2009: o primeiro ambulatório de saúde do Brasil dedicado exclusivamente a travestis e transexuais foi inaugurado pela Secretaria de Estado da Saúde do Estado de São Paulo. Neste mesmo ano, foi fundada a Rede Nacional de Pessoas Trans do Brasil – REDETRANS Brasil, instituição nacional que representa pessoas Travestis e Transexuais do País. “Um dos nossos objetivos é priorizar o fortalecimento de políticas públicas governamentais nas três esferas que ampare nossa comunidade”, explica Tathiane Aquino de Araújo, atual presidente da Rede Trans.

2016: a Defensoria Pública da União solicitou ao Conselho Nacional de Justiça que pessoas trans sem cirurgia tivessem também o direito de retificar o registro de nascimento. Assim, pela primeira vez, uma mulher trans mudou seu gênero e nome sem avaliação médica ou atestado. O caso aconteceu em outubro deste ano em São Bernardo do Campo, em São Paulo.

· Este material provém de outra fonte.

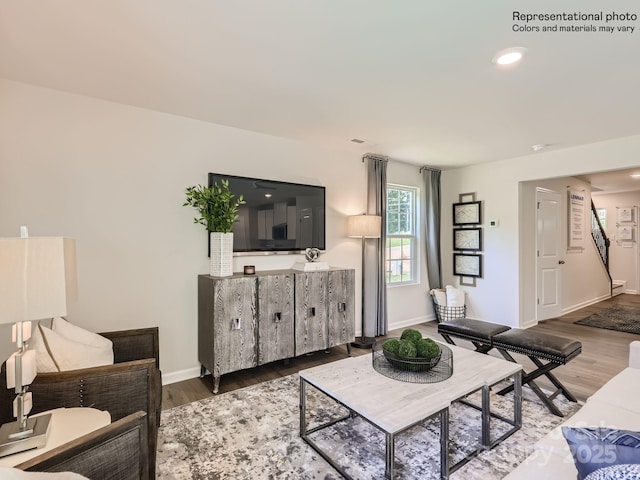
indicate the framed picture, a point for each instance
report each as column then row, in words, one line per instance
column 468, row 281
column 625, row 214
column 467, row 239
column 467, row 264
column 466, row 213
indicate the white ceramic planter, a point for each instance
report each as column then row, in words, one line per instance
column 221, row 254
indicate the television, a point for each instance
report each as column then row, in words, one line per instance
column 278, row 217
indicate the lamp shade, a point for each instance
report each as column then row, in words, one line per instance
column 367, row 226
column 37, row 277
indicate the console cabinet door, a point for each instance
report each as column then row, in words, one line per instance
column 341, row 306
column 275, row 318
column 311, row 312
column 234, row 325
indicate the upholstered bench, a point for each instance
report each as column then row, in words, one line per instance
column 539, row 347
column 477, row 332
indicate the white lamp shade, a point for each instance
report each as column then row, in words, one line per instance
column 368, row 226
column 37, row 277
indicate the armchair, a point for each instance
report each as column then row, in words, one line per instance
column 115, row 452
column 131, row 384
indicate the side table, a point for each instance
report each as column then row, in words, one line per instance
column 66, row 424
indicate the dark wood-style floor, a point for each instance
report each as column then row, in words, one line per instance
column 604, row 354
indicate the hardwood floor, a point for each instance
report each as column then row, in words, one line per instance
column 604, row 354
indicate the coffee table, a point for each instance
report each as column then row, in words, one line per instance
column 393, row 406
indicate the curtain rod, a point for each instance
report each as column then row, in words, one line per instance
column 383, row 157
column 374, row 156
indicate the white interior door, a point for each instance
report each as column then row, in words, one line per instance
column 549, row 261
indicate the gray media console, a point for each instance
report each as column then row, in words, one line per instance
column 250, row 320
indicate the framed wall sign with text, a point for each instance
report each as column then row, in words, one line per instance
column 467, row 265
column 466, row 213
column 467, row 239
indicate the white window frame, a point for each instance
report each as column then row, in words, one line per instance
column 413, row 238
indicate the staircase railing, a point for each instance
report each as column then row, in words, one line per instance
column 600, row 238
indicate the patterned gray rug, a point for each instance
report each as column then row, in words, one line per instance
column 253, row 433
column 617, row 317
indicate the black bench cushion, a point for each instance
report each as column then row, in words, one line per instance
column 541, row 345
column 472, row 329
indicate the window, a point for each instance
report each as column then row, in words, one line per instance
column 401, row 248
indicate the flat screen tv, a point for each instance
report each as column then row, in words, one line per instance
column 278, row 217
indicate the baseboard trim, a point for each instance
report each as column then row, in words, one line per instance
column 410, row 322
column 180, row 375
column 573, row 308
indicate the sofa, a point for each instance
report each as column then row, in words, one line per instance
column 614, row 405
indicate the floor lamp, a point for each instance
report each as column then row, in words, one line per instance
column 37, row 278
column 364, row 226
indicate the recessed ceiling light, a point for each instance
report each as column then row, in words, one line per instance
column 540, row 146
column 509, row 56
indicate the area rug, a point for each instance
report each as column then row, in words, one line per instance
column 617, row 317
column 253, row 433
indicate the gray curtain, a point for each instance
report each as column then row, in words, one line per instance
column 375, row 286
column 431, row 179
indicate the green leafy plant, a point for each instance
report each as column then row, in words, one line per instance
column 217, row 205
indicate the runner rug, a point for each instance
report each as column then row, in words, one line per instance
column 253, row 433
column 617, row 317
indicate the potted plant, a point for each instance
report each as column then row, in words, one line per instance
column 218, row 209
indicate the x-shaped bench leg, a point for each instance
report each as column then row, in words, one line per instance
column 529, row 379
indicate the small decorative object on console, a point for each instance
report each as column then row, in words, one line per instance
column 311, row 265
column 249, row 269
column 311, row 254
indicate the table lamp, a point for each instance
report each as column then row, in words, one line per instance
column 37, row 280
column 363, row 226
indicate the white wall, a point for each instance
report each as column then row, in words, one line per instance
column 497, row 297
column 113, row 177
column 623, row 256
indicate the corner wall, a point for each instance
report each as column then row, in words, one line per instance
column 113, row 177
column 499, row 296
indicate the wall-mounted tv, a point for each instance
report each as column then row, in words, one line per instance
column 278, row 217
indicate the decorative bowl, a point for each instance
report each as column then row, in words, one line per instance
column 412, row 364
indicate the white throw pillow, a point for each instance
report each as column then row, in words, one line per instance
column 77, row 334
column 455, row 296
column 71, row 355
column 44, row 362
column 8, row 473
column 440, row 296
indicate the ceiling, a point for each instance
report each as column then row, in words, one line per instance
column 413, row 79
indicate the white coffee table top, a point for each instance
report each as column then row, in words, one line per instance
column 394, row 405
column 66, row 424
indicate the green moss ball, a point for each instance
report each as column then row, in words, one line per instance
column 391, row 346
column 407, row 349
column 427, row 348
column 411, row 335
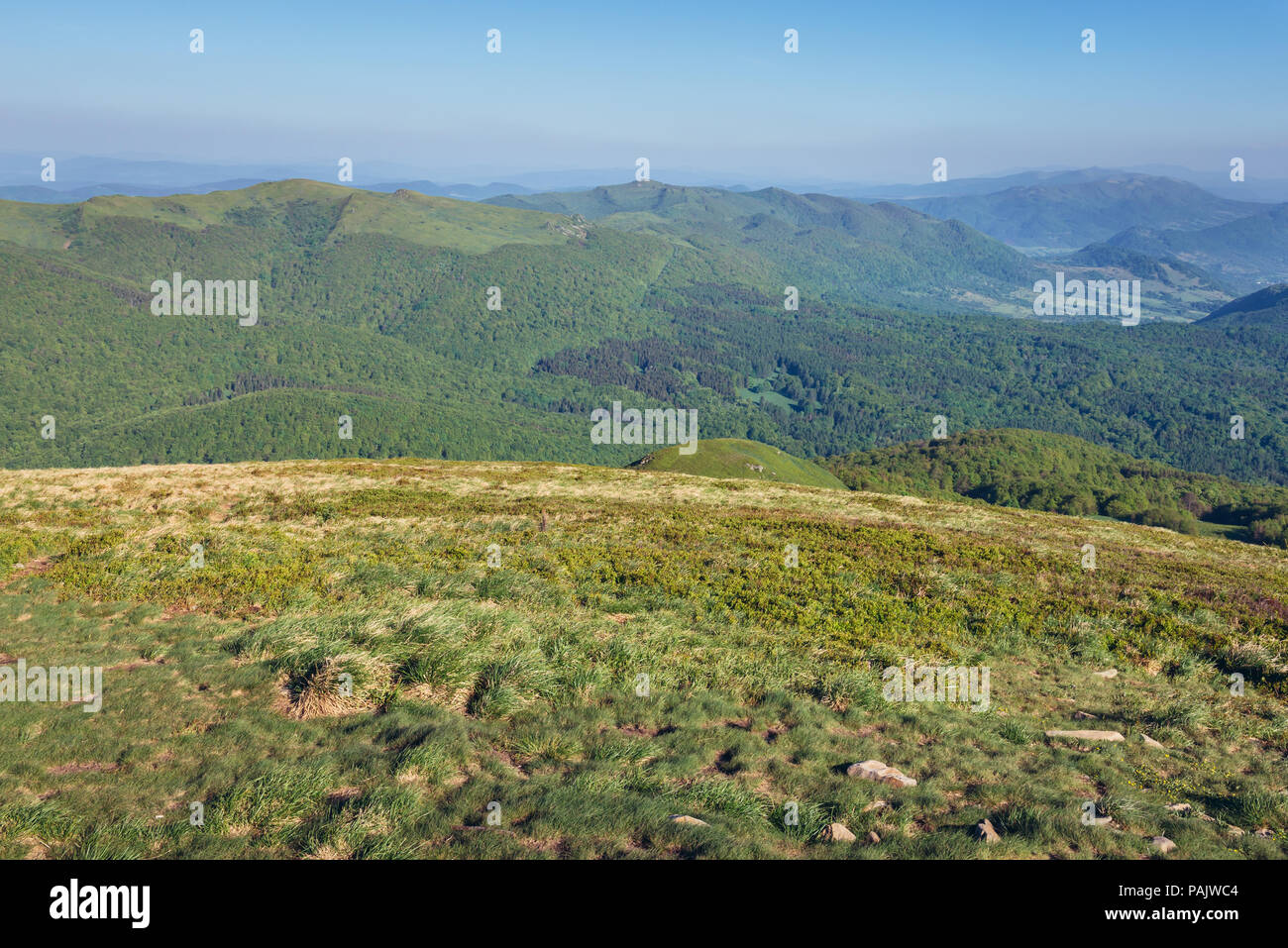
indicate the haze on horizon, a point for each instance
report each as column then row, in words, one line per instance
column 872, row 95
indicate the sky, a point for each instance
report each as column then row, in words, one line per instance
column 876, row 93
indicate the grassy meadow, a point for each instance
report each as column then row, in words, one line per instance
column 375, row 657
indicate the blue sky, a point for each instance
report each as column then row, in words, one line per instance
column 876, row 91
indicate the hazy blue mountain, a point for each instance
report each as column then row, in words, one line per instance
column 1244, row 253
column 1081, row 207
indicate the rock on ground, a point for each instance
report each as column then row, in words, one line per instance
column 1087, row 734
column 876, row 771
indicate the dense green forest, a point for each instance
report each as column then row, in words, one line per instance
column 1038, row 471
column 375, row 307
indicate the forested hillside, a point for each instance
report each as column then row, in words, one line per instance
column 1037, row 471
column 376, row 307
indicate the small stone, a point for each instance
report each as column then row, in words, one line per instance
column 687, row 820
column 876, row 771
column 1087, row 734
column 1162, row 844
column 837, row 832
column 984, row 831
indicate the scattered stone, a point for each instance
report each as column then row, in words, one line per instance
column 687, row 820
column 876, row 771
column 1162, row 844
column 984, row 831
column 1087, row 734
column 837, row 832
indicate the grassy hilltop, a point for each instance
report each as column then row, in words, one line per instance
column 496, row 621
column 735, row 458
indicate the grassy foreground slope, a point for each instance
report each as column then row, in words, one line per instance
column 497, row 621
column 737, row 458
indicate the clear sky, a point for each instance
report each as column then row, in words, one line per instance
column 876, row 91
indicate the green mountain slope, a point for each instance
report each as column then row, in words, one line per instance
column 376, row 307
column 1267, row 308
column 1037, row 471
column 734, row 458
column 820, row 244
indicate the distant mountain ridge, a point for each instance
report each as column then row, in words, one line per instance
column 1078, row 209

2017: Tiffany Abreu torna-se a primeira jogadora transexual brasileira a receber autorização da Federação Internacional de Vôlei (Fivb) para atuar com as mulheres. Ela atuava pelo Golem Palmi, time da segunda divisão da Itália. “Eu sabia que isso teria um impacto, mas não imaginava tanta repercussão. Achei que como havia uma lei que permitia isso e estudos que comprovavam que era possível, o debate seria menor – mas não adianta, transfóbicos sempre existirão e para eles pouco importam as leis”, desabafou Tifanny em conversa com a Glamour em 2020.

2018: o Supremo Tribunal Federal autorizou que pessoas trans possam mudar nome e gênero direto no cartório, sem precisar obter autorização judicial. Pela decisão, a alteração nos documentos passa a ser feita sem a exigência de mudanças físicas ou laudos médicos. “Esse é um marco muito importante para mim pois eu me beneficiei dele. Antigamente, o processo para mudança de nome e gênero era muito lento e oneroso. Eu me lembro do dia que eu peguei a minha identidade com meu nome correto. Coincidiu ser no Dia Internacional da Mulher. Foi muito emocionante”, conta a modelo e influenciadora Bruna Andrade (@bru__andrade).

2018: este ano também marcou um número expressivo de mulheres trans a serem eleitas para o legislativo federal – foram mais de 50 candidaturas. Erica Malunguinho foi a primeira transexual eleita deputada estadual no Brasil, em São Paulo, e mais duas se elegeram por mandatos coletivos: Erika Hilton, pela Bancada Ativista, e Robeyoncé Lima, da Juntas, respectivamente em São Paulo e Pernambuco.

2020: dois anos depois, Erika Hilton torna-se vereadora de São Paulo com votação recorde. A cidade também elegeu Carolina Iara como covereadora pela Bancada Feminista do PSOL.